What is empirical bioethics?

As I finished drafting this commentary, I noticed footnote d, which acknowledges tension between Aim Two and Aim 12. That footnote d exists is further evidence of the authors’ commitment to plain dealing with the reader. It also gestures at a deeper fracturing in the process that was already troubling me, with implications for many of the resulting domains and aims. If I have interpreted correctly, participants divided along a central fissure in empirical bioethics [8,9,10]. Some assumed that the descriptive and the normative were separable and so required active integration; others thought they were inevitably entangled. I am in the latter camp, and so see through that lens, perhaps reflecting long empirical experience with the complexity and always-morally-charged nature of everyday sense-making [11].

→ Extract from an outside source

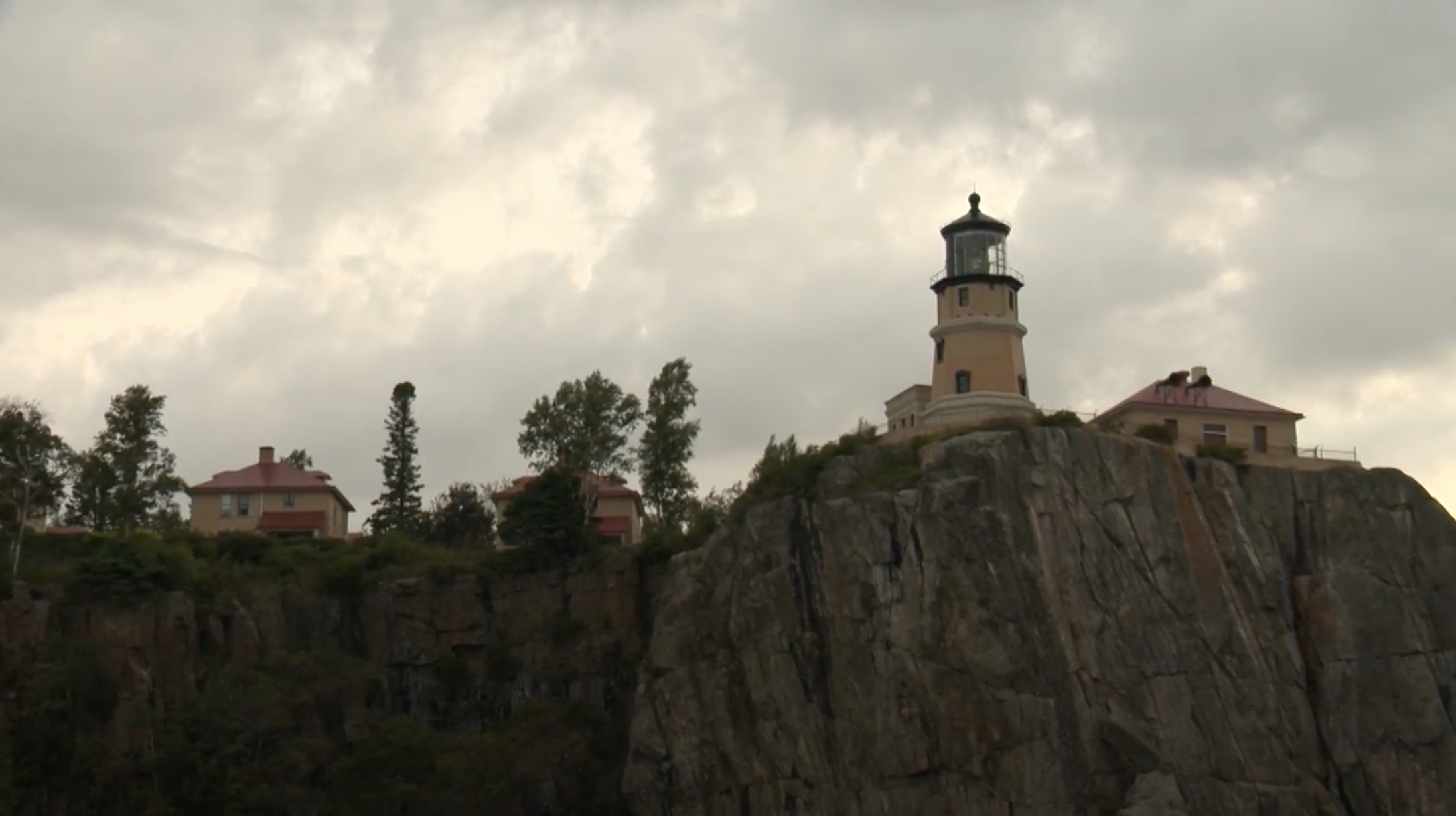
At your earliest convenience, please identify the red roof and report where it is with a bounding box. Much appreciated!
[258,510,329,533]
[186,462,354,511]
[1104,381,1303,419]
[491,474,642,501]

This tension is in part a problem of circularity. Prior to deliberation participants were asked to accept a conception of empirical bioethics as ‘integrated’, which seems to smuggle in the assumption of separability. This assumption seems to dominate in Aim Two, which formalises strong limitations on empirical bioethics (albeit with low agreement): only deductively-designed research that adjudicates between two courses of action or two versions of a concept should count; research on ‘the form and nature of how ethical issues arise in practical situations’ [1] is explicitly excluded. This, it seems to me, slices off much useful work from Australia, the UK and elsewhere that explains the moral reasoning and practices of lay people and professionals.

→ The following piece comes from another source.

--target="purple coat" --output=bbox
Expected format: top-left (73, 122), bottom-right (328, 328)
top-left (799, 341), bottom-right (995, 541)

As the process developed however (and again, if my interpretation is correct), there seems to have been an uprising. At Aim Six, despite 100% agreement about explaining methods for integration, someone has inserted a caveat that a meta-ethical/epistemological position could be set out that ‘either makes integration unnecessary or provides an alternative account of the relationship between facts and values’ [1]. At Aim 12 [1], after long debate and despite strong disagreement, it was admitted that developing ‘new insights that could broaden one’s moral horizon’, or explanations of ‘relevant aspects of the problem’ should count as ‘normative analysis’ [1].

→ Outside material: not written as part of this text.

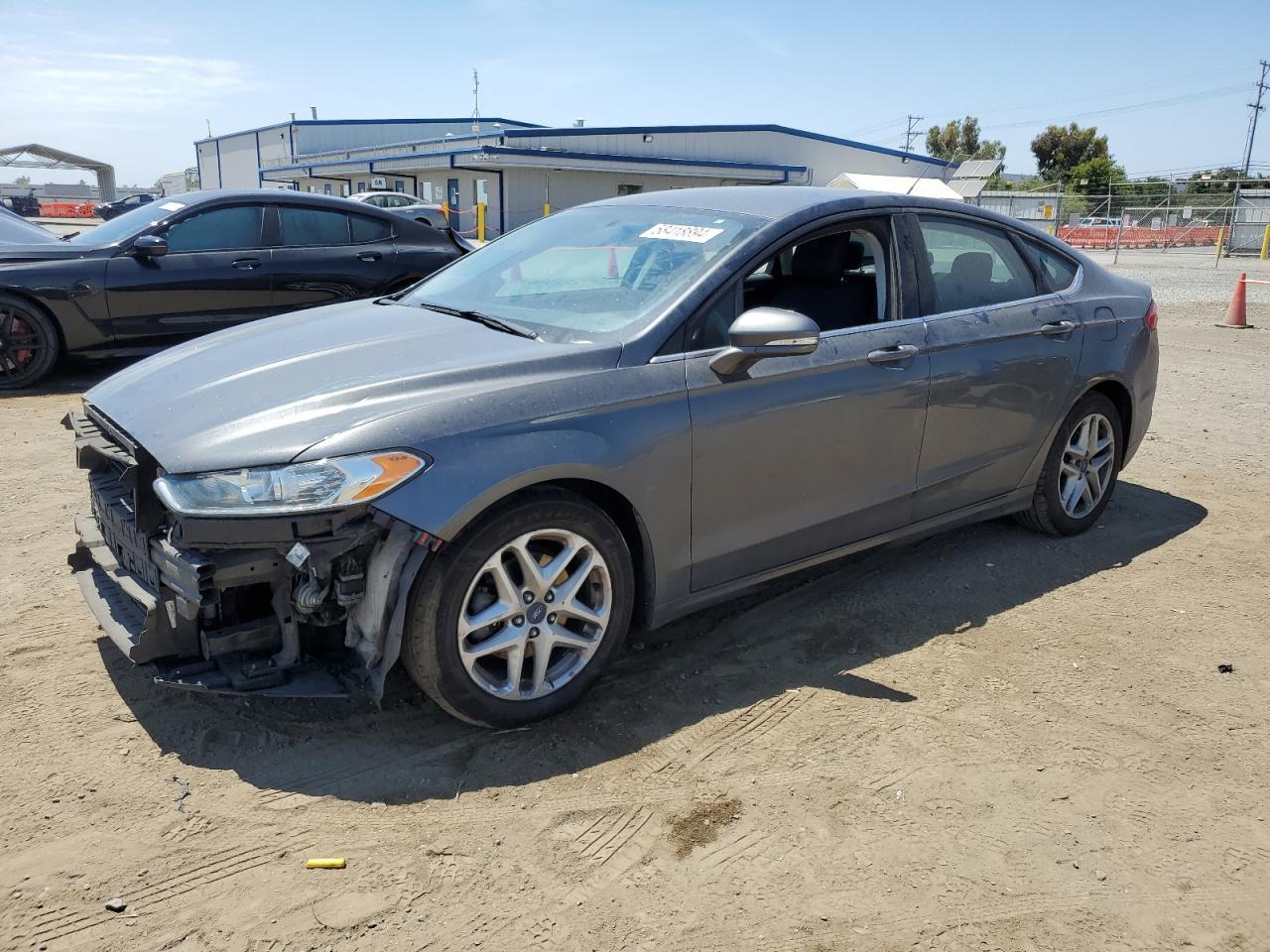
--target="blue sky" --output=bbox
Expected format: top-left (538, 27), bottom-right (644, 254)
top-left (0, 0), bottom-right (1270, 184)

It’s important that we notice this tension. It suggests we should not take the agreement scores in this paper as prescriptions regarding how we should do empirical bioethics. Perhaps instead, we could read this as a meticulous record of ongoing disagreements over empirical bioethics, explained in part by the positioning of participants.

Conclusions

If this reading is accepted, what should be done with the resulting document? The authors themselves claim that the standards are largely ‘formal rather than contentful’ [1], so do not stipulate how researchers should act (implying, I think, that they can be applied without doing too much damage). But if formal standards smuggle in contentful assumptions about what constitutes empirical bioethics, or mask real disagreement, this distinction may not stand.

The authors acknowledge that the results cannot be a universal or binding statement, only a movement “towards a consensus” [1]. Inevitably, we cannot know how generalisable or replicable this process is without running similar processes in other contexts (replicability is, somewhat ironically, an empirical question). Perhaps, as has been the case in qualitative inquiry, empirical bioethics needs to go through a period of debating its own diversity (which these authors understand better than most [12]) so as to understand what different approaches can contribute to the whole. Qualitative inquiry has survived and thrived as a diverse set of complementary practices for many decades, despite periodic attempts at restriction. Empirical bioethics may follow a similar path. In the meantime, based on the history of methodological standards elsewhere, it seems wise to treat such exercises as the continuation of a conversation, rather than as a tool to separate the methodological sheep from the metaphorical goats.